Le machisme porte en lui le fascisme, certes, mais il ne l’égale pas. Non qu’on aime ces petites et grandes misogynies qui se cachent et s’infiltrent partout, dans des gestes, des oublis, des promptitudes à s’arroger des privilèges ou à signifier sa supériorité, mais le virilisme est autrement dangereux, autrement mortifère, autrement exalté par les vrais fascistes, ou par le petit fasciste qu’on a en soi. C’est un besoin de guerre. Pas un besoin psychopathologique ou enfantin un peu curieux, mais un besoin politique. Il réclame de pouvoir distinguer entre les couillus et les lâches, de fabriquer des frontières et des hiérarchies, de marquer son territoire et son autorité, à coups d’insultes, de cognes, d’intimidations. Marine Le Pen est du côté du phallus. À fond. Elle adore la guerre et trouve que celles enclenchées ne sont jamais assez fortes : la guerre à la drogue, la guerre aux étrangers, la guerre au Mali, la guerre aux islamistes (au nom de laquelle elle dénonce les projets d’intervention en Syrie, le très viril Bachar semblant mieux lui plaire qu’une incarnation fantasmée de son ennemi numéro un). Elle hausse chaque fois le ton, plus haut, plus fort. Car le (ou la) viril(e) fasciste adore se mettre en colère. Et il la tourne comme une puissance : ergots, grosse voix, tempête, vas-y je sors mon gun. La colère des dominés a une autre allure. Django (unchained) dézingue tout le monde mais ce n’est pas par virilisme. Il est en colère. Sa colère n’est pas du côté de la puissance, elle est du côté de la libération. « Ne tombez pas amoureux du pouvoir », disait Foucault. Être non fasciste ce n’est pas régler le problème de la violence, ni résorber l’inépuisable jeu des tensions minoritaires, c’est en finir déjà avec la virilité — en d’autres termes avec l’amour des hiérarchies et de l’autorité. Remballe ce phallus. Range-le donc, ce petit bâton avec lequel tu entends faire la loi. On a autrement plus important à faire.

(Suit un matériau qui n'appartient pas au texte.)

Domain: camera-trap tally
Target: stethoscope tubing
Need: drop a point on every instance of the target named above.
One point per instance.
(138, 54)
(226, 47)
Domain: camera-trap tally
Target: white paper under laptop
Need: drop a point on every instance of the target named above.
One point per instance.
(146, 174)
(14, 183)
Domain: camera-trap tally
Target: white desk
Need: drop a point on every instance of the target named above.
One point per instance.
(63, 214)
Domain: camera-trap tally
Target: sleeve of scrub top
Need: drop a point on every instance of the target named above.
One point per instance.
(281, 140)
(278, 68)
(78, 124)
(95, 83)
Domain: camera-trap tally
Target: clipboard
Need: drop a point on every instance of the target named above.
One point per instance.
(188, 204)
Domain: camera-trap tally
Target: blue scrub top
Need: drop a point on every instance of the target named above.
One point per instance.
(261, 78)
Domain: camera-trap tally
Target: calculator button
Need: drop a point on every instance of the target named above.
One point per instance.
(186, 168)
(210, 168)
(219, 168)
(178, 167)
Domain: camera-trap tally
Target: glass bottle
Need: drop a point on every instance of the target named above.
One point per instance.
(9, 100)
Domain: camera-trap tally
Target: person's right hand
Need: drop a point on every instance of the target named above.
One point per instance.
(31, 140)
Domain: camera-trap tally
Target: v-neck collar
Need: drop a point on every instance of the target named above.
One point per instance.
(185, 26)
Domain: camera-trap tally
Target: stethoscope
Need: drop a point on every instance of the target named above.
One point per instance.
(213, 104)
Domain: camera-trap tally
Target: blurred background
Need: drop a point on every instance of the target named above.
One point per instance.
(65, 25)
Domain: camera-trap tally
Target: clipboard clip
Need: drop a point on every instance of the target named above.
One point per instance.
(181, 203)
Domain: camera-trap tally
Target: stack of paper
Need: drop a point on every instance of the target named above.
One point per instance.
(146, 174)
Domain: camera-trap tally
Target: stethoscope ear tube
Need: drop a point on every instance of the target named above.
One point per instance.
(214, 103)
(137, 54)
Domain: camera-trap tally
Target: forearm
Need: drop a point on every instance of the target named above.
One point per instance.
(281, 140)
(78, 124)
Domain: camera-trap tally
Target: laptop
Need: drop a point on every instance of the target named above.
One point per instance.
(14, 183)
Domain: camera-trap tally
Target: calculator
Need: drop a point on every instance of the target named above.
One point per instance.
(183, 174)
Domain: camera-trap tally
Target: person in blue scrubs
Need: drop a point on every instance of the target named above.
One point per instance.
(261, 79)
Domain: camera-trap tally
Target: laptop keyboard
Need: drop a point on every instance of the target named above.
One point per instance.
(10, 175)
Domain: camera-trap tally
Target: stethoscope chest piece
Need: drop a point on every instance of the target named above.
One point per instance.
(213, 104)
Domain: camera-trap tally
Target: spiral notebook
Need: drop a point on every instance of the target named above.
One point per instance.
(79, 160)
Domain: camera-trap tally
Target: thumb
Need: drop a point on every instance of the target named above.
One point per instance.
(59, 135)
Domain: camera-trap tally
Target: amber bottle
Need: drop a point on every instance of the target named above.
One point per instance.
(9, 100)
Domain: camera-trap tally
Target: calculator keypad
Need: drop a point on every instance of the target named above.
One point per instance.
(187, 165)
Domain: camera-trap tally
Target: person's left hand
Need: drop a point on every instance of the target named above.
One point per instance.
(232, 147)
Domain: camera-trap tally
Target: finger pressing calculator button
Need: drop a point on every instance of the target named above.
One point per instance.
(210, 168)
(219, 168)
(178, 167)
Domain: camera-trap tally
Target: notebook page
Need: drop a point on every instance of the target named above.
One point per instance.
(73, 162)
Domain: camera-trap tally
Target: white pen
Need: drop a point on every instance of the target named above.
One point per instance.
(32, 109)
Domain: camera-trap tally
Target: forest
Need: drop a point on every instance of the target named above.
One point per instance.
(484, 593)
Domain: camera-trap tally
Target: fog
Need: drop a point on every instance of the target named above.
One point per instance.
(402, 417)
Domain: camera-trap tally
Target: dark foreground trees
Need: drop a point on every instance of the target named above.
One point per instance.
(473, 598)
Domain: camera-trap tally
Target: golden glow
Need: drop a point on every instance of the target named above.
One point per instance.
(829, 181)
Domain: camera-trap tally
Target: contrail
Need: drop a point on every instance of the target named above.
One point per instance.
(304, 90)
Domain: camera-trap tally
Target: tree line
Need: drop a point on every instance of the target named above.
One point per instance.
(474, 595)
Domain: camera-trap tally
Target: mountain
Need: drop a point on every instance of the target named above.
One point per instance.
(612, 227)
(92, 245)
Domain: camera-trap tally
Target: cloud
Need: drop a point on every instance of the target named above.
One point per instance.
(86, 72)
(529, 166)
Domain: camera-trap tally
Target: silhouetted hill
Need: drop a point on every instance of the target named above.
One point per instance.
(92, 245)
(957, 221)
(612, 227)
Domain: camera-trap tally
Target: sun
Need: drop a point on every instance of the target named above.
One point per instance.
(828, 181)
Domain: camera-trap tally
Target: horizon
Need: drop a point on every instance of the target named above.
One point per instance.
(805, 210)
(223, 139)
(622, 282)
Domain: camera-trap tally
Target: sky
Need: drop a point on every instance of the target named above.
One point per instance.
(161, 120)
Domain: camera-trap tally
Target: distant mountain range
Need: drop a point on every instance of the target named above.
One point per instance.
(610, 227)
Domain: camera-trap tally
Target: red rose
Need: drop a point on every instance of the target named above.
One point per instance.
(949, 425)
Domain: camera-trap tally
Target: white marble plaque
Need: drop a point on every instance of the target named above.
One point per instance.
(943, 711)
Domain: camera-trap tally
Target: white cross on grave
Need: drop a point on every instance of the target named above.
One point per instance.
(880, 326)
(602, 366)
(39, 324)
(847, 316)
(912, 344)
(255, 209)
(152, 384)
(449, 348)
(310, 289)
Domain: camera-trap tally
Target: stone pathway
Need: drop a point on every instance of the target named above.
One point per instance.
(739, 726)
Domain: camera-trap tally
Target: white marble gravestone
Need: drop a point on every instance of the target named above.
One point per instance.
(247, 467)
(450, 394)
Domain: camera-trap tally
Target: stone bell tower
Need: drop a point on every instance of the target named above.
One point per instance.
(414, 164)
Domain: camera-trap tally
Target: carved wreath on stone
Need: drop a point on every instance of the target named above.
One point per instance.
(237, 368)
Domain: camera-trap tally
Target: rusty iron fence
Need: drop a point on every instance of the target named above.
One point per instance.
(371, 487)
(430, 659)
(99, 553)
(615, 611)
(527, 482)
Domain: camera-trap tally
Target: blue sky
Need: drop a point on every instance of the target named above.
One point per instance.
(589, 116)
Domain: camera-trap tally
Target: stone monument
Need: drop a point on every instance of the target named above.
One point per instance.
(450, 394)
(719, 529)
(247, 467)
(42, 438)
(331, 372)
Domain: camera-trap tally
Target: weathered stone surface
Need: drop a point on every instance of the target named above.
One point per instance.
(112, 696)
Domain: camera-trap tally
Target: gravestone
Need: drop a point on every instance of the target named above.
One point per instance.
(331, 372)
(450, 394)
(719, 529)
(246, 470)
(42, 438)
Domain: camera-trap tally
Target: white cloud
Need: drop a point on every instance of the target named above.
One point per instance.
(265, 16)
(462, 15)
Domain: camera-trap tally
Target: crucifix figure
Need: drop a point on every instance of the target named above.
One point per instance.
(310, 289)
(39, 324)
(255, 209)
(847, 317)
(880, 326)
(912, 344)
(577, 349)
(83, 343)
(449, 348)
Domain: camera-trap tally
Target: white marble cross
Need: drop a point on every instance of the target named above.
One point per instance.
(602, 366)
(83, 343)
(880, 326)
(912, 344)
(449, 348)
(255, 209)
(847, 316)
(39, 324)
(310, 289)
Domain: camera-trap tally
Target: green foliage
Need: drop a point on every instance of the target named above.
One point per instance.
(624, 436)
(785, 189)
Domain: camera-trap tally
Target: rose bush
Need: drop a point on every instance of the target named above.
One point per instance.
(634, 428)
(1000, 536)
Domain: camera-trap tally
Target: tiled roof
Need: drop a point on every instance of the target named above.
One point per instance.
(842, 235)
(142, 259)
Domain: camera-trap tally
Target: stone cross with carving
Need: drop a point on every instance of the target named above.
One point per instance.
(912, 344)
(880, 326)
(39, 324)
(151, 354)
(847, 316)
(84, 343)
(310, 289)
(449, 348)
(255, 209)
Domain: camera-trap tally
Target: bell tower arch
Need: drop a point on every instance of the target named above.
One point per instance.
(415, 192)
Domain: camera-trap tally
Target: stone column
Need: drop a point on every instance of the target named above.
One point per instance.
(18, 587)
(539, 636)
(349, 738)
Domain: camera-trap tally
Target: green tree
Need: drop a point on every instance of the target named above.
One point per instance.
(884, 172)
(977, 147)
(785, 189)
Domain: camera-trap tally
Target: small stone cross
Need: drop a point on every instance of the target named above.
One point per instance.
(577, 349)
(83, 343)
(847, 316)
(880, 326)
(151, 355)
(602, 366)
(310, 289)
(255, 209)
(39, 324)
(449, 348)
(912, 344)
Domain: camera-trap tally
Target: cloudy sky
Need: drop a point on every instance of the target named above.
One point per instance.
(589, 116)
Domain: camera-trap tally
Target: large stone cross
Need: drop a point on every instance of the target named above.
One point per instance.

Range-le donc, ce petit bâton avec lequel tu entends faire la loi. On a autrement plus important à faire.
2. Soyons précis
Ce n’est sans doute pas un hasard si l’auteur de « L’introduction à la vie non-fasciste » est en même temps celui qui a promu la figure de « l’intellectuel spécifique », attentif à des problèmes déterminés dans des lieux et des temps déterminés, contre celle de « l’intellectuel universel », soucieux avant tout d’énoncer une vision du monde vraie et juste pour tous. Car s’il est un trait dominant du fascisme, c’est justement d’écraser tout problème spécifique au nom d’un Universel négatif et personnalisé : le Cosmopolite, le Communiste, le Juif, l’Ennemi de l’intérieur ou l’Ennemi de l’extérieur. On pourrait appeler cela « la stratégie de l’épouvantail universel », consistant à la fois à fondre les grands enjeux économiques ou géopolitiques dans les problèmes privés de voisinage, et à élever ces mêmes problèmes au rang de nouveaux enjeux économiques ou géopolitiques décisifs. L’épouvantail universel est un monstre biface : sur une face on peut reconnaître son voisin le plus ordinaire, sur l’autre face l’étranger le plus lointain fomentant des complots épouvantables. Or on ne peut pas résister à une telle stratégie avec le simple espoir d’une justice ou d’une vérité universelles : à la fin, c’est toujours l’épouvantail qui gagne parce que la peur et la haine — presque toujours relancées par l’épreuve du réel — sont sur la durée des affects toujours plus puissants que l’espérance, presque toujours déçue. Quand on a peur de l’autre, ou quand on le hait, la première expérience que l’on en fait ne peut être qu’une confirmation — on connaît cela depuis nos premières expériences de compétition (sportive ou scolaire). Au contraire, le destin de toute espérance, toujours trop abstraite et indéterminée, est d’être sans cesse déçue — on connaît cela depuis nos premiers cadeaux d’anniversaires. Pour résister à de tels épouvantails, il ne faut donc pas opposer des idéaux absolus de justice ou de vérité, mais revenir à des enjeux singuliers et précis, préserver les différentes échelles de problèmes, sauvegarder le sens de l’autre qui n’est jamais tout ami ou tout ennemi.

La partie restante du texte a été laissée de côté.